The rest of this paper is structured as follows: Chapter 2 starts with known public datasets, analyzes their characteristics, and lists research questions. The third chapter introduces the construction process of the dataset based on the research questions. Chapter 4 evaluates the dataset from the perspective of data analysis and application. The fifth chapter analyzes and summarizes the contribution of this literature and the shortcomings of the dataset.
Currently, mainstream datasets include: N-BaIoT [7], Bot-IoT [4], IoTID20 [9], ToN-IoT [10], IoT-23 [8], CIC IoT Dataset 2022 [11], CoAP-Dos [5], LATAM-DDoS-IoT [6]. The literature analyzes these datasets.
In essence, the above datasets are all records of traffic attributes, reflecting the derivation, flow direction, and statistical characteristics of benign traffic and anomaly traffic. Due to the non-uniform measurement standard of statistical characteristics and high dimensionality, a comparative analysis is of little significance, so it will not be considered. Combined with the actual attack scenario of a botnet remotely launching an attack, the flow direction of the traffic should include: forwarding to another network, which corresponds to “DFOF” in Table 1, that is, “Data from outbound flows”; The target of the attack is the Internet application server, which corresponds to “NDAT” in Table 1, that is, “Non-IoT devices attack targets”. The derivation of traffic should include: both benign and anomaly traffic origination from actual IoT devices, corresponding to “AFFPID” and “BFFPID” in Table 1. The former is “Attack flows from physical IoT devices”, the latter is “Benign flows from physical IoT devices”; more real benign traffic should also come from the participation of external users. This feature is also emphasized in the LATAM-DDoS-IoT dataset, corresponding to “BFFREU” in Table 1, that is, “Benign flows from real external users”. In addition, the above-mentioned datasets are implemented in a single local area network to implement all the dataset construction steps. According to the research background, the indicator that the Internet of Things and the hacker network are in different networks should be added, which corresponds to “AAVIBR” in Table 1, that is, “Attackers and victims isolated by routers”. Table 1 briefly compares MBB-IoT with the above datasets, and the analysis of each dataset is as follows:
N-BaIoT: The dataset is generated from a network of nine IoT devices infected with two kinds of malware, Mirai and BASHLITE. The advantages lie in the use of physical IoT devices to generate attacks with a rich variety of devices. However, the victims in the experiment are IoT devices and located in the same local area network as the botnet, which is inconsistent with the current situation of DDoS attacks, so the authenticity of traffic has been greatly reduced, which means N-BaIoT only meets the conditions in AFFPID and BFFPID.

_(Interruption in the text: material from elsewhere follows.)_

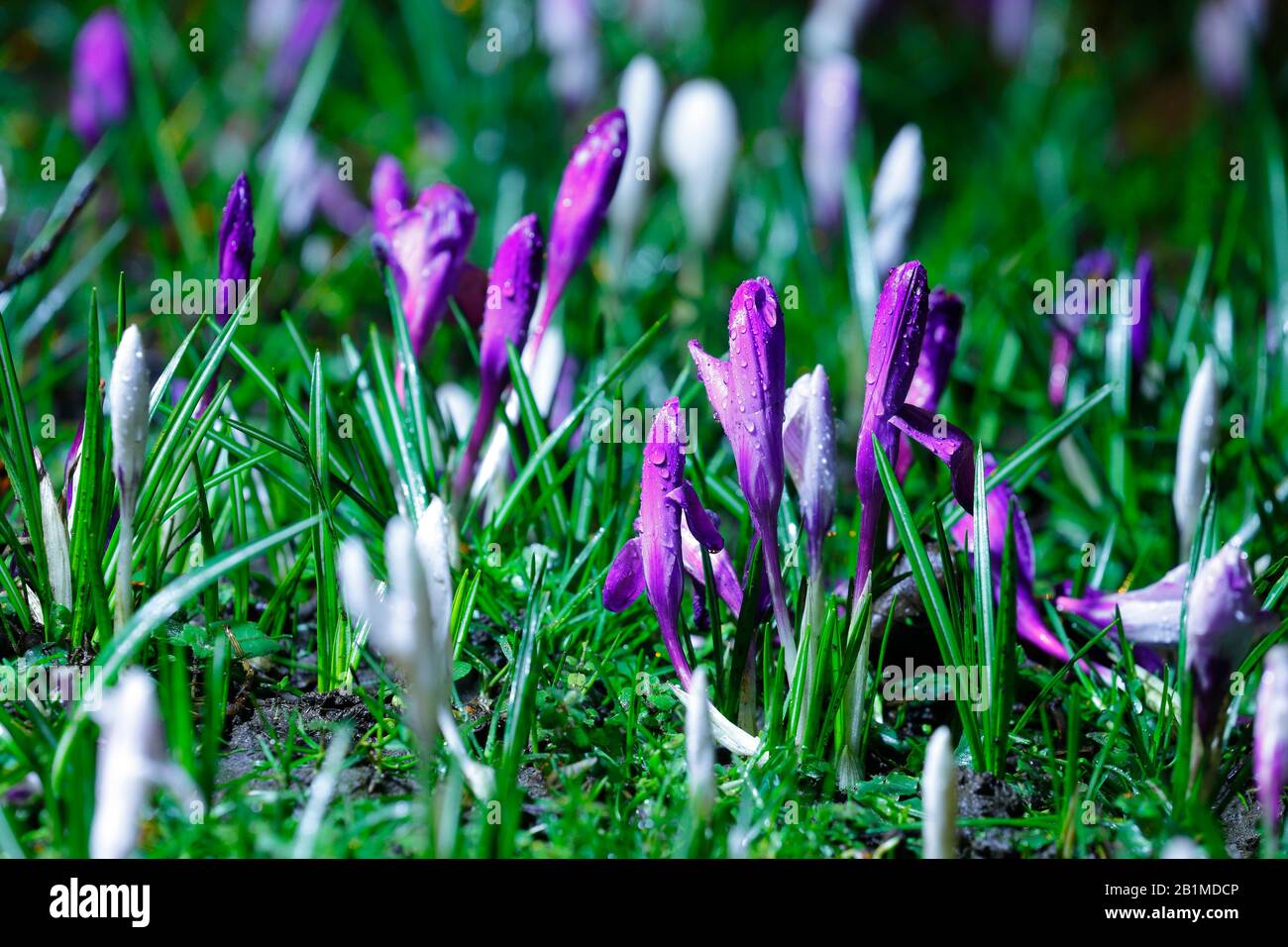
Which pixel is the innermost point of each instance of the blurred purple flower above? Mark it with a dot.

Bot-IoT: This dataset simulates real IoT devices through the Ostinato tool [12] and Node-red [13] and generates attack traffic using open-source penetration testing software. Its advantage is that it simulates the data imbalance characteristics of attack traffic in a real environment. However, this dataset does not use physical IoT devices for experiments, and the attack targets are also IoT devices and are in the same Local Area Network (LAN) as the attacker. The dataset does not satisfy all the metrics presented in Table 1.
IoTID20: This dataset simulates a smart home environment for traffic collection. Its advantage is that it uses physical IoT devices, and the feature distribution is relatively even. However, the attack traffic of this dataset does not come from the physical IoT devices, and the IoT devices are not taken as attack targets. The attacked and the attacker are located on the same LAN, which means IoTID20 only satisfies the condition in BFFPID.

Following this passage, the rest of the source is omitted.